Remember that time in 2011 when the world’s eyes turned to Japan after the great Tohoku earthquake and tsunami and the subsequent nuclear crisis in Fukushima prefecture? Of course you do, everybody does.
We flew to Japan around 5 months after the disaster(s), but we didn’t do so without being aware of the impact that they had on this place. After a few minutes of research we were fairly certain that Fukui is just TOO FAR to have been directly affected by any of the airborne fallout from the nuclear reactors at Fukushima Daiichi, and everything we have seen and experienced since arriving here has confirmed our suspicions. How far is too far? If a similar radioactive event were to have taken place at the Canadian House of Commons (that’s in Ottawa), we probably would not have moved away from where we lived in Kitchener, Ontario. The distance between where we live now and Fukushima Daiichi is similar.
It’s easy to lose people when we talk about radiation. Here’s a fun interactive map:
Red and yellow are bad. Blue is not bad. The map is (or was if you moved it) centered on Fukui, and Fukui is blue.
One of the most popular questions we get asked is “…but how do you KNOW that it’s safe? You can’t see radiation, what if there’s a government cover-up?” While I don’t doubt that the power company in Tokyo and several levels of government have their secrets, we chose to place our trust in a wonderful non-government organization called Safecast. Safecast volunteers regularly drive around Japan with Geiger counters to take their own measurements and upload them to the Safecast website. That data becomes part of the map shown above.
I was fortunate enough to become one of those volunteers last fall. That blue on the map around Fukui? I uploaded some of those measurements. We happen to go to church with a science professor/renewable energy activist, and he lent me his bGeigie (bento Geiger counter, pictured above) machine for a while. We attached it to our little car and we drove around gathering data wherever we went. Here’s one of the routes we took and the measurements to go along with it.

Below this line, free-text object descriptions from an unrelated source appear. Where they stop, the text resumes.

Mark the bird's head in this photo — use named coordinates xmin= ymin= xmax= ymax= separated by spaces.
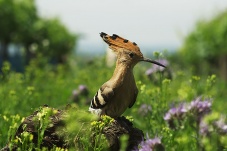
xmin=100 ymin=32 xmax=166 ymax=68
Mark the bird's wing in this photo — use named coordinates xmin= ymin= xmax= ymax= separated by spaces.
xmin=90 ymin=84 xmax=114 ymax=109
xmin=128 ymin=88 xmax=138 ymax=108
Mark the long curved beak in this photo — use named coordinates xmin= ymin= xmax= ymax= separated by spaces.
xmin=140 ymin=58 xmax=166 ymax=68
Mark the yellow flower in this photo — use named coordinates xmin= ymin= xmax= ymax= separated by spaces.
xmin=9 ymin=90 xmax=16 ymax=96
xmin=3 ymin=115 xmax=9 ymax=121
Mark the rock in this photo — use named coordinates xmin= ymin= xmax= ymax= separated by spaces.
xmin=103 ymin=116 xmax=144 ymax=151
xmin=1 ymin=106 xmax=66 ymax=151
xmin=1 ymin=106 xmax=144 ymax=151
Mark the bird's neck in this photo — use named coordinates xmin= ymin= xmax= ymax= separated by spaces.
xmin=110 ymin=59 xmax=134 ymax=85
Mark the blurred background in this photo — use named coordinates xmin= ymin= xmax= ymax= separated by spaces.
xmin=1 ymin=0 xmax=227 ymax=106
xmin=0 ymin=0 xmax=227 ymax=76
xmin=1 ymin=0 xmax=227 ymax=108
xmin=36 ymin=0 xmax=227 ymax=55
xmin=1 ymin=1 xmax=227 ymax=149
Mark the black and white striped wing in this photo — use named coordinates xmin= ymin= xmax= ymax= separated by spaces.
xmin=90 ymin=85 xmax=114 ymax=109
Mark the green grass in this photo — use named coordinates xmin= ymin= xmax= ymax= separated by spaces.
xmin=0 ymin=54 xmax=227 ymax=150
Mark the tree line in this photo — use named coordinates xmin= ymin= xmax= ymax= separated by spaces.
xmin=0 ymin=0 xmax=77 ymax=65
xmin=179 ymin=10 xmax=227 ymax=81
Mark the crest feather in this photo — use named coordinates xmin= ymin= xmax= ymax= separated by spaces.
xmin=100 ymin=32 xmax=142 ymax=57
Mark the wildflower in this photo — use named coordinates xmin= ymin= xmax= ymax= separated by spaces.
xmin=9 ymin=90 xmax=16 ymax=96
xmin=26 ymin=86 xmax=35 ymax=95
xmin=139 ymin=136 xmax=164 ymax=151
xmin=3 ymin=115 xmax=9 ymax=121
xmin=125 ymin=116 xmax=134 ymax=122
xmin=145 ymin=59 xmax=169 ymax=76
xmin=72 ymin=90 xmax=79 ymax=103
xmin=145 ymin=59 xmax=171 ymax=84
xmin=164 ymin=97 xmax=213 ymax=129
xmin=199 ymin=121 xmax=209 ymax=136
xmin=214 ymin=116 xmax=227 ymax=134
xmin=145 ymin=68 xmax=156 ymax=76
xmin=138 ymin=104 xmax=152 ymax=116
xmin=78 ymin=85 xmax=89 ymax=96
xmin=71 ymin=85 xmax=89 ymax=103
xmin=189 ymin=97 xmax=212 ymax=116
xmin=164 ymin=103 xmax=188 ymax=121
xmin=164 ymin=103 xmax=188 ymax=128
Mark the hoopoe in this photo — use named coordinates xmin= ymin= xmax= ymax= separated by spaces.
xmin=89 ymin=32 xmax=165 ymax=118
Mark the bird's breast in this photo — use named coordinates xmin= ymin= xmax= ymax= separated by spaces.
xmin=102 ymin=76 xmax=137 ymax=117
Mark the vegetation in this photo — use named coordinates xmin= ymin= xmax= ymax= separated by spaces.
xmin=180 ymin=10 xmax=227 ymax=80
xmin=0 ymin=52 xmax=227 ymax=150
xmin=0 ymin=0 xmax=77 ymax=64
xmin=0 ymin=1 xmax=227 ymax=150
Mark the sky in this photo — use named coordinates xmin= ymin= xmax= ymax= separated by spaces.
xmin=35 ymin=0 xmax=227 ymax=53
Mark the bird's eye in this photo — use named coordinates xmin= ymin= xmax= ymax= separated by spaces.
xmin=129 ymin=52 xmax=134 ymax=58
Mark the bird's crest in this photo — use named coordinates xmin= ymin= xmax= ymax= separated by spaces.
xmin=100 ymin=32 xmax=142 ymax=57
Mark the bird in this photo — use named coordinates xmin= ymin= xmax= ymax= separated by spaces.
xmin=89 ymin=32 xmax=166 ymax=118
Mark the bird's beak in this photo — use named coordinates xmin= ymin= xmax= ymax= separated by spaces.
xmin=140 ymin=58 xmax=166 ymax=68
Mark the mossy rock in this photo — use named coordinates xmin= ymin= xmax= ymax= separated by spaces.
xmin=1 ymin=105 xmax=144 ymax=151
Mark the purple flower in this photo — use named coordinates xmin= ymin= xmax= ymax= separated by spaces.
xmin=72 ymin=90 xmax=79 ymax=103
xmin=138 ymin=104 xmax=152 ymax=116
xmin=199 ymin=121 xmax=209 ymax=136
xmin=145 ymin=68 xmax=156 ymax=76
xmin=139 ymin=136 xmax=163 ymax=151
xmin=78 ymin=85 xmax=89 ymax=96
xmin=145 ymin=59 xmax=169 ymax=76
xmin=164 ymin=103 xmax=188 ymax=121
xmin=189 ymin=97 xmax=212 ymax=115
xmin=72 ymin=90 xmax=79 ymax=96
xmin=214 ymin=116 xmax=227 ymax=134
xmin=164 ymin=97 xmax=212 ymax=129
xmin=164 ymin=103 xmax=188 ymax=129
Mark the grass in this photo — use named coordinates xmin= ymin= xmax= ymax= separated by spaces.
xmin=0 ymin=53 xmax=227 ymax=150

It was very satisfying to confirm for ourselves that the environment in Fukui is NOT dangerous. Few people get the chance to check these things – we have to trust others’ information. Everyone we talked to about what we were doing with the bGeigie was interested in learning more about it. Without Safecast, Japan would be relying on news reports and government talking points to find out whether the world around them is safe or not. Unfortunately, most still rely on the news because they haven’t yet heard about the good work that the Safecast volunteers have been doing. Most haven’t seen the grassroots/crowd-sourced map further up on this page. Fukui is safe…but there are parts of that map that are still quite red and yellow, and they are nowhere near the Fukuishima nuclear power plant.
How radioactive is Fukui? Not very, however, we can’t celebrate being in an area that is free from contamination without remembering that there are many who do not have that privilege, especially after looking through the data on the Safecast map.